Peetem wrote:
Question:
In Matthew 28:20 Christ says, "and teaching them to obey everything that I have commanded you. And remember, I am with you always, to the end of the age."
Does the Greek word for "with" imply or indicate Christ will be with us physically or is this left up to tradition?
Thanks!
I suppose it's "left up to tradition," to use your language here. The word translated "with" here is just a normal preposition. It has a range of uses, including with (there are other words translated "with", too), but in the end, it really just means "with." It's up to the interpreter to look to context and things along those lines to ask, "In what sense is He with us"? That's not really something decided by, or for that much all that informed by, the Greek word
edit:
One more note, just to show you something.
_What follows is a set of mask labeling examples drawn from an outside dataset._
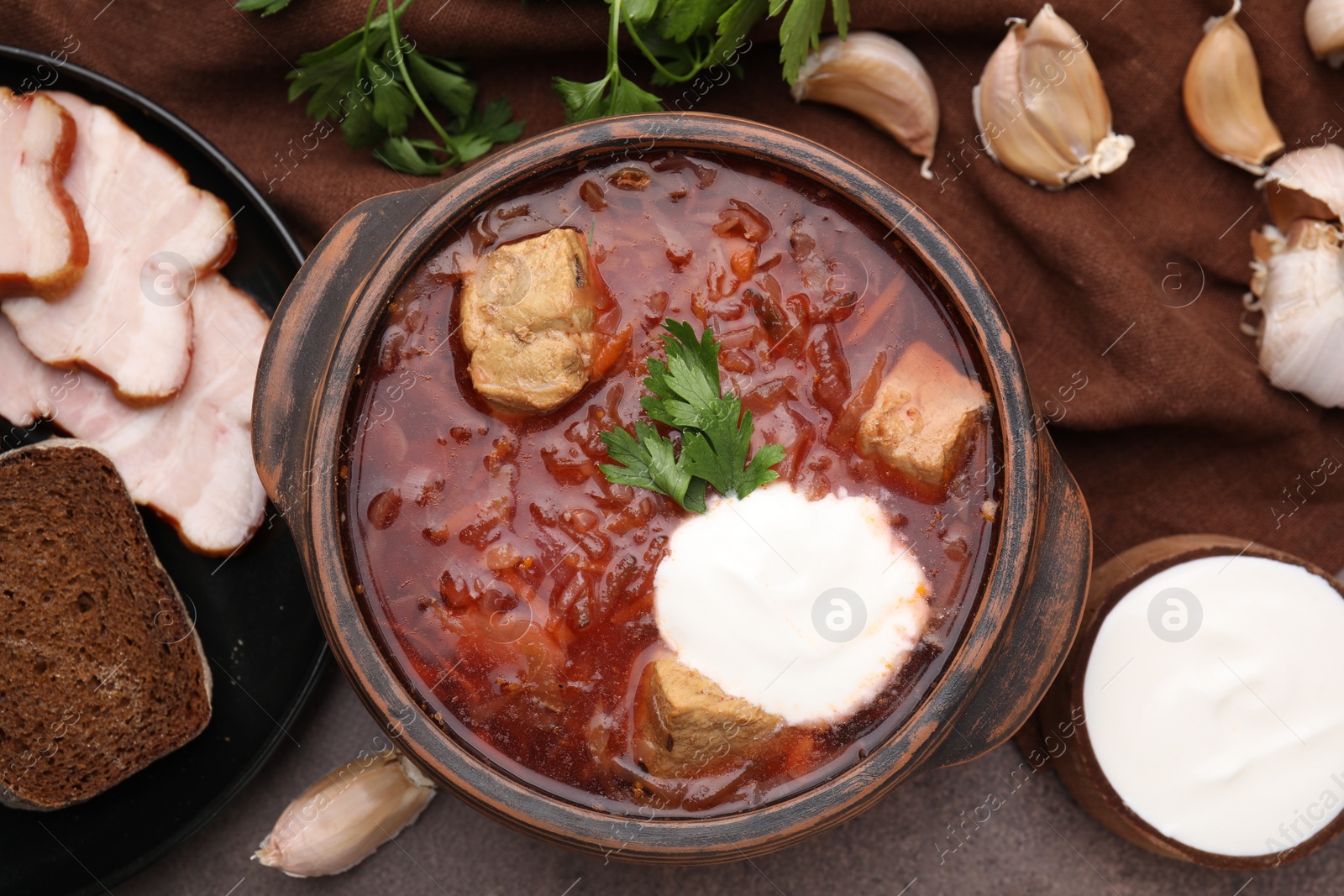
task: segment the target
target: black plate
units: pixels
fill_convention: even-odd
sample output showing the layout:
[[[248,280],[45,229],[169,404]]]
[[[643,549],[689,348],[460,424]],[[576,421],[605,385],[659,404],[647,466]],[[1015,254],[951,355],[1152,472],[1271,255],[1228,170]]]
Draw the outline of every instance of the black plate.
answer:
[[[67,48],[69,51],[69,48]],[[238,253],[224,274],[274,312],[304,254],[238,168],[144,97],[48,56],[0,46],[0,85],[69,90],[108,106],[237,212]],[[4,426],[4,447],[50,438]],[[284,521],[267,523],[234,557],[192,553],[145,513],[149,537],[195,613],[215,711],[204,732],[108,793],[50,813],[0,807],[0,895],[95,893],[130,877],[200,830],[257,774],[308,699],[327,657],[298,552]]]

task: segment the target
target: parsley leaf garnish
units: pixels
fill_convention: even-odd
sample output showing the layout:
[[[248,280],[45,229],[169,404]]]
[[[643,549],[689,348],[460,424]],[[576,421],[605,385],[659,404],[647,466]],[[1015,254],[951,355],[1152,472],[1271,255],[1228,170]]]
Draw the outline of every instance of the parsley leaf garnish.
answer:
[[[765,445],[755,457],[751,434],[755,424],[742,400],[722,394],[719,341],[708,328],[700,339],[683,321],[664,321],[667,361],[650,357],[644,386],[652,392],[640,399],[650,419],[681,434],[681,451],[653,426],[638,420],[634,435],[624,429],[601,433],[616,463],[598,467],[607,481],[667,494],[687,510],[704,513],[704,489],[745,498],[757,486],[780,478],[770,467],[784,459],[784,447]]]
[[[621,38],[622,3],[637,7],[640,15],[646,15],[657,5],[657,0],[609,0],[612,4],[612,24],[606,40],[606,75],[601,81],[582,83],[555,78],[555,93],[564,102],[564,116],[569,121],[586,121],[603,116],[628,116],[637,111],[657,111],[663,102],[621,74],[621,62],[616,54]]]
[[[511,121],[513,111],[505,99],[477,111],[477,86],[462,66],[415,48],[401,31],[413,1],[398,7],[387,0],[387,11],[375,16],[382,0],[371,0],[363,28],[300,56],[298,69],[288,75],[289,99],[308,94],[310,118],[339,121],[351,148],[372,148],[388,168],[438,175],[478,159],[495,144],[517,140],[523,122]],[[238,7],[270,15],[288,3],[242,0]],[[442,122],[430,111],[431,99],[449,113]],[[425,116],[434,137],[406,136],[417,114]]]
[[[765,17],[784,15],[780,21],[780,62],[784,78],[793,83],[808,54],[821,40],[827,7],[836,31],[849,30],[849,0],[606,0],[610,8],[606,75],[589,83],[555,79],[570,121],[599,116],[657,111],[663,101],[634,82],[616,58],[624,27],[640,54],[653,66],[653,83],[677,86],[692,82],[676,101],[698,101],[708,89],[702,73],[720,69],[741,73],[738,56],[750,48],[747,34]],[[712,73],[711,73],[712,74]],[[716,77],[712,83],[722,83]],[[677,87],[680,89],[680,87]]]

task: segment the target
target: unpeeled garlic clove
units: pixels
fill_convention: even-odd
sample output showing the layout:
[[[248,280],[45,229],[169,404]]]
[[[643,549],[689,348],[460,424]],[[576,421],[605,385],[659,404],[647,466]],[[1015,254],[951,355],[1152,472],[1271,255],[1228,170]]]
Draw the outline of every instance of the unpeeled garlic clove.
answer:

The word is translated with something like 350 times in the NT. Here are the first few instances we see it in Matthew: God is with us (Matt 1:23); Jerusalem was troubled, along with Herod (Matt 2:3); Jesus was with His mother (Matt 2:11); James and John were with their father in a boat (Matt 4:21).
You can probably imagine that people can take "with" in a somewhat different sense in each of these. That's not because the Greek word means anything different. It's because word is used, at times, in the same way we use our English word "with." So our word "with" often captures the way the Greeks used that word. Same in the Great Commission.